Ecrit en avril 2015.

 

Cette nuit, j’étais encore un peu fébrile (le mal-a-dit n’a toujours pas guéri !), mon mari est parti à la salle de bain, je le sens revenir et se mettre dans le lit, j’étais dos à lui, alors je me recule un peu pour avoir un câlin, mais là j’ai beau me reculer, je ne sens rien de physique, pourtant j’ai bien senti le drap bouger…
je me tourne, et là petit frisson, je vois une petite fille collé à moi, trop contente !

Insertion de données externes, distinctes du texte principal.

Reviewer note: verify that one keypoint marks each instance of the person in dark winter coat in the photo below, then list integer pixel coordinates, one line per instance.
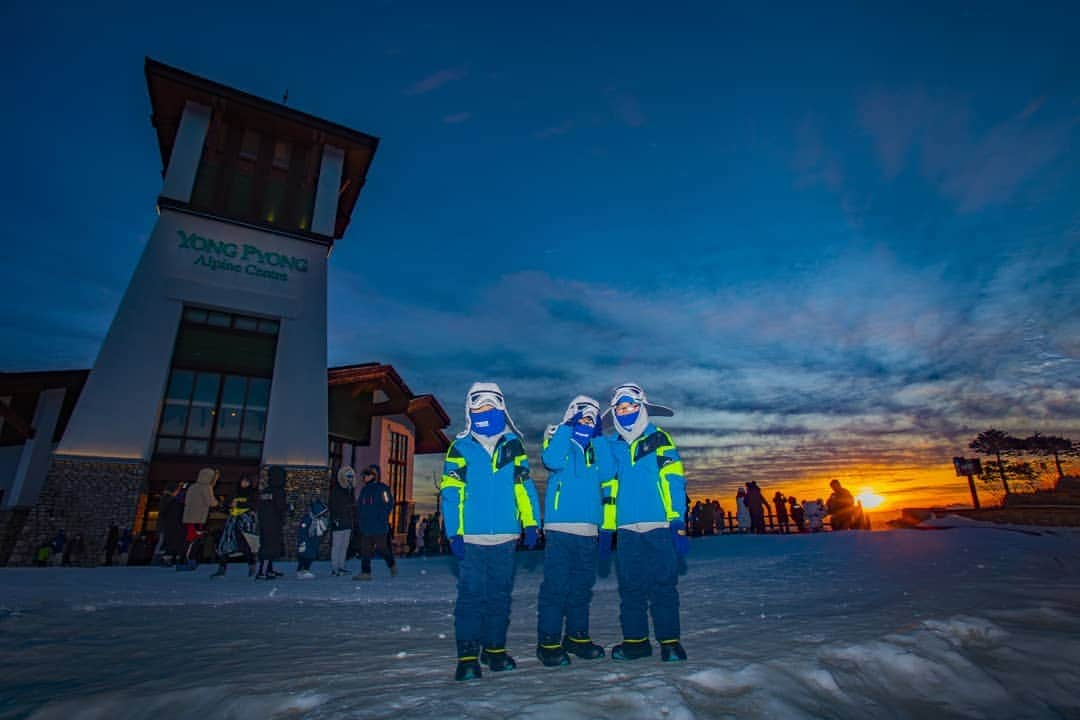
(780, 503)
(271, 513)
(755, 503)
(374, 507)
(240, 534)
(111, 539)
(75, 549)
(579, 488)
(410, 534)
(489, 499)
(650, 498)
(57, 544)
(171, 525)
(309, 534)
(342, 513)
(797, 514)
(841, 507)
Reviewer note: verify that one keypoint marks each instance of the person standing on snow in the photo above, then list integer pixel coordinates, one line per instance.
(198, 500)
(742, 513)
(578, 487)
(374, 507)
(488, 497)
(239, 537)
(271, 513)
(309, 534)
(650, 494)
(780, 503)
(342, 512)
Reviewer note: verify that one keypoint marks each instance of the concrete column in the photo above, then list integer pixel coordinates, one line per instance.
(34, 463)
(329, 180)
(187, 152)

Sauf que moi j’ai un peu peur sur le coup, alors je lui demande qui elle est, d’où elle vient, qu’est ce qu’elle veut…
“Rien je veux juste un câlin avec Maman, en attendant que papa revienne”.
Tiens, une petite nouvelle dans ma grande famille !
Elle est vraiment mignonne, petite brunette aux yeux noisette, grand sourire avec quelques dents manquantes !

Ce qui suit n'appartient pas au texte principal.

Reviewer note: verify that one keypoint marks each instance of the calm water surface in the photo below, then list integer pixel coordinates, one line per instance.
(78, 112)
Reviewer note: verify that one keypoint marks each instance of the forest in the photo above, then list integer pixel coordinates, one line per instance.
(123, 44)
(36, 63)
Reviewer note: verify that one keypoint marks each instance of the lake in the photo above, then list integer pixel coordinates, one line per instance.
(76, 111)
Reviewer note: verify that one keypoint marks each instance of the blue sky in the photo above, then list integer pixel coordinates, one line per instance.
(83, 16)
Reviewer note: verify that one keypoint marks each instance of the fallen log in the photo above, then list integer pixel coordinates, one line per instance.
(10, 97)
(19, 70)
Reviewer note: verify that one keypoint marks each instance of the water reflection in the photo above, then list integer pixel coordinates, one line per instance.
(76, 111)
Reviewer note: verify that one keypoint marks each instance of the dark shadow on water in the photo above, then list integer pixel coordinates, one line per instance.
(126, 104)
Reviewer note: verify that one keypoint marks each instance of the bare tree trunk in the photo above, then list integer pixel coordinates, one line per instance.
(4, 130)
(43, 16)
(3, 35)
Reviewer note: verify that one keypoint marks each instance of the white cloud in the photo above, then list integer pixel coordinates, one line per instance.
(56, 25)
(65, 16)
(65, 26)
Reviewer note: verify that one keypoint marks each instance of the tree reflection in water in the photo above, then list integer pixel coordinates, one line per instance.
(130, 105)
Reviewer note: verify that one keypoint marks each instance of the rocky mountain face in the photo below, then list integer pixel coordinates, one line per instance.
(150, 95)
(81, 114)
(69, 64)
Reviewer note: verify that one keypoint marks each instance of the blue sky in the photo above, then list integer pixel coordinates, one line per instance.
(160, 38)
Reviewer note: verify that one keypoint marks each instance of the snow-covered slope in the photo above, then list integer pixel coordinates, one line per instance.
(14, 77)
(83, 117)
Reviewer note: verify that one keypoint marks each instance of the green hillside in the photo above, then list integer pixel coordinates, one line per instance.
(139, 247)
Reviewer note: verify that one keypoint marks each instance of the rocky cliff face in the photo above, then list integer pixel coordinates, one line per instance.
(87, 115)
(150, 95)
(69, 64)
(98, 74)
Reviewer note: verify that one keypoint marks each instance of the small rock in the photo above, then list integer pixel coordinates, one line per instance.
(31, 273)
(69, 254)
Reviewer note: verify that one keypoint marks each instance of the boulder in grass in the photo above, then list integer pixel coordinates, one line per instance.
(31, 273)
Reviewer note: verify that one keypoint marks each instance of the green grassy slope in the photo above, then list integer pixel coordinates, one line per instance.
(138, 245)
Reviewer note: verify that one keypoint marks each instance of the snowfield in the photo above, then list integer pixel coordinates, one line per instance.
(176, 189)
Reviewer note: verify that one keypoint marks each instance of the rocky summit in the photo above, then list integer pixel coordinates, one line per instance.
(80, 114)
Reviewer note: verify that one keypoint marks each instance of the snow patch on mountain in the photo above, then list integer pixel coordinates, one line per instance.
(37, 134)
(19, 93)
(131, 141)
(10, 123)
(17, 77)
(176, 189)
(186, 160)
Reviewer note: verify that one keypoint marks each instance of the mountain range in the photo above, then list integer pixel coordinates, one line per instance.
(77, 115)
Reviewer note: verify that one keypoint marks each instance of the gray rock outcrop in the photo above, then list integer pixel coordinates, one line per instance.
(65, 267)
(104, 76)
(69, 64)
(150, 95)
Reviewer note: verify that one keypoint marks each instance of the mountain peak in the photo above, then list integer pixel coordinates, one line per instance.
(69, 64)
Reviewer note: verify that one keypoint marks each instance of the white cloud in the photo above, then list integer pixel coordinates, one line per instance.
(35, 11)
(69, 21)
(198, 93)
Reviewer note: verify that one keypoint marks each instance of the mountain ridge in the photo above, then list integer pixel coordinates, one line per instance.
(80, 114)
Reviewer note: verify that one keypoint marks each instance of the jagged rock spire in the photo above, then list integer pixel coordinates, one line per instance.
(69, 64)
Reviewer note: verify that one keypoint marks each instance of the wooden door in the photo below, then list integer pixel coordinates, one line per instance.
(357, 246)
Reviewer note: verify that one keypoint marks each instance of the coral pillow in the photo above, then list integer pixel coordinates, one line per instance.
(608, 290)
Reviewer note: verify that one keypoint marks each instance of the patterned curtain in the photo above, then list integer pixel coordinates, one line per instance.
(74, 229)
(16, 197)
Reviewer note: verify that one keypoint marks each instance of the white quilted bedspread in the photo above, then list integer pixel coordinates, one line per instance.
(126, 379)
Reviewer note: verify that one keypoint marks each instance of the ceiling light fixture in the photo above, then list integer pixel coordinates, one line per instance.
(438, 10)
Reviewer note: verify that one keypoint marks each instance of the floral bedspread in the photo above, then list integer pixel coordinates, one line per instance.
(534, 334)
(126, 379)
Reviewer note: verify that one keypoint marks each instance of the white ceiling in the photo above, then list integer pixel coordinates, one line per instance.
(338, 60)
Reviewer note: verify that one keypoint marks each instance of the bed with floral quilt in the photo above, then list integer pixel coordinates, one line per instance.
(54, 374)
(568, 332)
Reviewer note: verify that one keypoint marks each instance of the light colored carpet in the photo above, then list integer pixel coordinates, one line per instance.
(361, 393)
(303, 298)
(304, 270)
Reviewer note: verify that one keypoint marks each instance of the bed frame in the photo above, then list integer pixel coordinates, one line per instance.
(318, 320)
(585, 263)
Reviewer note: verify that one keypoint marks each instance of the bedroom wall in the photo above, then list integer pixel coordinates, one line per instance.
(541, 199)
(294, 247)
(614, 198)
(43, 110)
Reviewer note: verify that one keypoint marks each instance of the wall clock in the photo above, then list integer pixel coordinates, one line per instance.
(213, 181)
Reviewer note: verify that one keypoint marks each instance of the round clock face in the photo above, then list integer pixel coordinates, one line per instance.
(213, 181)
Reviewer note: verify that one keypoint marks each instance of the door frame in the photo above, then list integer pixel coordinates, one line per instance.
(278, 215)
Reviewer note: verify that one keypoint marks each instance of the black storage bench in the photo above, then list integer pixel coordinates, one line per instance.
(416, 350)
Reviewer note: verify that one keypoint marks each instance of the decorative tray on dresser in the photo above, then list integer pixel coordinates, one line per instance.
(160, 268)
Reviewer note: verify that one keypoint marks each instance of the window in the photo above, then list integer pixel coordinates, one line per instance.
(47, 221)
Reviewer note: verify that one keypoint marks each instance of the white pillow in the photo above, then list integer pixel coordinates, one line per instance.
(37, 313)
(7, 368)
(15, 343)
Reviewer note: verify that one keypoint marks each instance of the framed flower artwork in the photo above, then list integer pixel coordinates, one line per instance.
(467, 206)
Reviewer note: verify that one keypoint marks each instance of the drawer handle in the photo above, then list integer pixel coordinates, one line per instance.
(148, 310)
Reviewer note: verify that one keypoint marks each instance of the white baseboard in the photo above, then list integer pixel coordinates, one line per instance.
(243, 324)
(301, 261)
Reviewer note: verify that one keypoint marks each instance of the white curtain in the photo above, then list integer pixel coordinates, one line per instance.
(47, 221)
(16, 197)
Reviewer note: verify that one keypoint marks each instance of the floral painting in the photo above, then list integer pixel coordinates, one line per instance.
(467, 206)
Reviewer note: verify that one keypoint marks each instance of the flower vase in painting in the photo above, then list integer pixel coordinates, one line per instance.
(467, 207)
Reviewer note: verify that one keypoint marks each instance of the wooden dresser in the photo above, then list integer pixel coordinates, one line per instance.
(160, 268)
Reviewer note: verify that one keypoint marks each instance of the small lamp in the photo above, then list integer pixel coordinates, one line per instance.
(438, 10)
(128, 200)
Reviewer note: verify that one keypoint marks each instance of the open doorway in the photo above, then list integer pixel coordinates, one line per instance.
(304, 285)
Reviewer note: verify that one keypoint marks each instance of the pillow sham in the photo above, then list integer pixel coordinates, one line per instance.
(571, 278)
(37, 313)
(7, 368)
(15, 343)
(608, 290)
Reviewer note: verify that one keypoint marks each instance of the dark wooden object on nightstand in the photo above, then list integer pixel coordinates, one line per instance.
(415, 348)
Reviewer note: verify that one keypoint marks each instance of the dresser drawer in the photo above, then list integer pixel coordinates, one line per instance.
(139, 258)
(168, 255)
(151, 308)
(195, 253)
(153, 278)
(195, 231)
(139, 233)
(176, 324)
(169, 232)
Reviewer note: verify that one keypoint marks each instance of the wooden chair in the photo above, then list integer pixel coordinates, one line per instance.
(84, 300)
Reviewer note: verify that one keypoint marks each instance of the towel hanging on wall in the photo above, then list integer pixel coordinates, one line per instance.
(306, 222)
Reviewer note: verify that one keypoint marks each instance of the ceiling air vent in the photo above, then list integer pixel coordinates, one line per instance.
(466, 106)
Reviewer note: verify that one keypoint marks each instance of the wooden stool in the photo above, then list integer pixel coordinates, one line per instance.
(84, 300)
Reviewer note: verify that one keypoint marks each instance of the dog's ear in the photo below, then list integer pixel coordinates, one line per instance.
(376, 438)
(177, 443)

Puis elle me dit, “je suis aussi là car Maman est malade, et qu’il faut l’aimer”
J’ai de gros frissons, les larmes aux yeux.

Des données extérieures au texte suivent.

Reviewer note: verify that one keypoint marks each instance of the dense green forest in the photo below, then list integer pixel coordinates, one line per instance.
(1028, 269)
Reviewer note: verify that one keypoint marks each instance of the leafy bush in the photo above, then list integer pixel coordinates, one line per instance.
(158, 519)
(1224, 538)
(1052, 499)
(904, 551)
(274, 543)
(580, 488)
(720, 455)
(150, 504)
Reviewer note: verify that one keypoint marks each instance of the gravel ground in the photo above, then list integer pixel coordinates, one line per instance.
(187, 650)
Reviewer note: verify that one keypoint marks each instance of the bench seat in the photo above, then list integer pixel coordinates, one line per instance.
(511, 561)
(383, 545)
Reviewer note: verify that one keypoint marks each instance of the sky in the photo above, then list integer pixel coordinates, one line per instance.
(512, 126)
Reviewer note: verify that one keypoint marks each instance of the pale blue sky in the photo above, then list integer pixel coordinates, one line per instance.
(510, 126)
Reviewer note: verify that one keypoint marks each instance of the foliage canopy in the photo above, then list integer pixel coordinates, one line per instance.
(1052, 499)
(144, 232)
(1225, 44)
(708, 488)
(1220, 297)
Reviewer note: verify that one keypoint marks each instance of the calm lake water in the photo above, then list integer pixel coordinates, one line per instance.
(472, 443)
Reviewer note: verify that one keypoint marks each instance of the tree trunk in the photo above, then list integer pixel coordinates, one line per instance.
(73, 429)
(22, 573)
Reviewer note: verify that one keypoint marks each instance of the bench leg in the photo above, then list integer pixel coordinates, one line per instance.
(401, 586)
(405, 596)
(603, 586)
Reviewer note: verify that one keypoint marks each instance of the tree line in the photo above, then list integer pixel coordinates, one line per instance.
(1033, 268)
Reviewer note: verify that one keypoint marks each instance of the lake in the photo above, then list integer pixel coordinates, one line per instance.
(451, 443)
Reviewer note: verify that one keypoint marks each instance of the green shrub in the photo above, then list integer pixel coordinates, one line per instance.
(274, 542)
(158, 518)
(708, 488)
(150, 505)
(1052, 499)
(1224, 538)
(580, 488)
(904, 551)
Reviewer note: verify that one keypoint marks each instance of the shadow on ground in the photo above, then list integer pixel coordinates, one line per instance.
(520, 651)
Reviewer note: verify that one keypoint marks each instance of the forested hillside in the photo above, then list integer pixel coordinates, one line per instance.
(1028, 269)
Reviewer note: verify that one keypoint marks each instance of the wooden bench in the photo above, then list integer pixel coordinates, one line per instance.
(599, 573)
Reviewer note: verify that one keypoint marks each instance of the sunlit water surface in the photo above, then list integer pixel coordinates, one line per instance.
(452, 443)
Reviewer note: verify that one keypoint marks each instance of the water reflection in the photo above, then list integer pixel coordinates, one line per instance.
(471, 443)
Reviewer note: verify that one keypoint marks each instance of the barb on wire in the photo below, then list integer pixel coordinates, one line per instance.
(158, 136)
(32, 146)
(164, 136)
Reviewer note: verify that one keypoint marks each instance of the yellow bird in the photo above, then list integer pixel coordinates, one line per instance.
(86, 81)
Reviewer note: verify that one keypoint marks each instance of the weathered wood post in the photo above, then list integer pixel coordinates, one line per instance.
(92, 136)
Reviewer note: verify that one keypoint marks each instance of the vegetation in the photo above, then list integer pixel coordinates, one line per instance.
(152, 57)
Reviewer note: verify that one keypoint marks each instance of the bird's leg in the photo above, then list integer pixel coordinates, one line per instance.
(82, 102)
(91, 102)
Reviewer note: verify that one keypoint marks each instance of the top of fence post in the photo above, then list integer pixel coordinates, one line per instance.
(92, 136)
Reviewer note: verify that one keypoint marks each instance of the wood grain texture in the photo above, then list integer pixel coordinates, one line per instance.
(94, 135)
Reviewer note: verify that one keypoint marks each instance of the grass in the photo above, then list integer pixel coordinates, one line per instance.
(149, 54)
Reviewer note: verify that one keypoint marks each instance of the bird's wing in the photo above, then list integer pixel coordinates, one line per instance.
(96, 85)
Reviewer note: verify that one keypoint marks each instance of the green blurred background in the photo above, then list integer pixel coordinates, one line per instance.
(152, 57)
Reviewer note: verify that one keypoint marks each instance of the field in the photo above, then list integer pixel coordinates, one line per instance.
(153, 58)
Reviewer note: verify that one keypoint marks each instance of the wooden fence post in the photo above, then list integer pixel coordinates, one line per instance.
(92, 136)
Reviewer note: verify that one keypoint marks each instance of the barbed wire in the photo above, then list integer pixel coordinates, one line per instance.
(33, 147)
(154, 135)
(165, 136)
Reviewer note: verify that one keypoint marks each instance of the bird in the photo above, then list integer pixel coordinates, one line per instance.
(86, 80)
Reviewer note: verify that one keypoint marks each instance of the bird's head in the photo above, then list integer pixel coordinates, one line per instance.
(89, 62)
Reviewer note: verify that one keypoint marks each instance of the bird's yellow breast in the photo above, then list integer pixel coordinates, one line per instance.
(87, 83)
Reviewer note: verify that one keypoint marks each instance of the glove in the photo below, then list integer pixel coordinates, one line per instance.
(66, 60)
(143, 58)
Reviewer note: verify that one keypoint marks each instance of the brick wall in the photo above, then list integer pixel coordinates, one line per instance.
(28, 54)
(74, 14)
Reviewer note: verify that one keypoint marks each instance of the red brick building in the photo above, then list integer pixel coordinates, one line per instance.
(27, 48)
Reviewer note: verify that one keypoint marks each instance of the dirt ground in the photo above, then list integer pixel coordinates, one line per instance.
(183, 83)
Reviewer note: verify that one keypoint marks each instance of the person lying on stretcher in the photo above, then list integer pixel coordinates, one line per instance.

Hier soir avant de me coucher, j’ai eu une discussion avec mon frère, et il m’a dit (après une longue discussion sur la maladie): “le bon plan avec la fièvre, c’est qu’elle te fait oublier tout ce qui n’est pas important, et que tu t’en fou de tout, tu lâches prise même si à la base tu ne le veux pas.”
Et là avec cette petite collée contre moi, je lâchais prise, mais en plus je me remplissais d’amour. D’amour inconditionnel, celui d’une mère.
Elle s’appelait Sophie.

Mon mari est revenu de la salle de bain, Sophie est partie, puis je me suis rendormie, sereine et pleine de jolies pensées.

Au réveil ce matin, j’étais moins malade, j’ai réussi à comprendre dans la nuit d’où venait les maux (j’en ferai une vidéo), et j’ai retrouvé une petite partie du “grand moi”.

Les fantômes peuvent faire peur, mais si l’on dépasse cette barrière, ils deviennent de merveilleux confidents, et porteurs de leçons.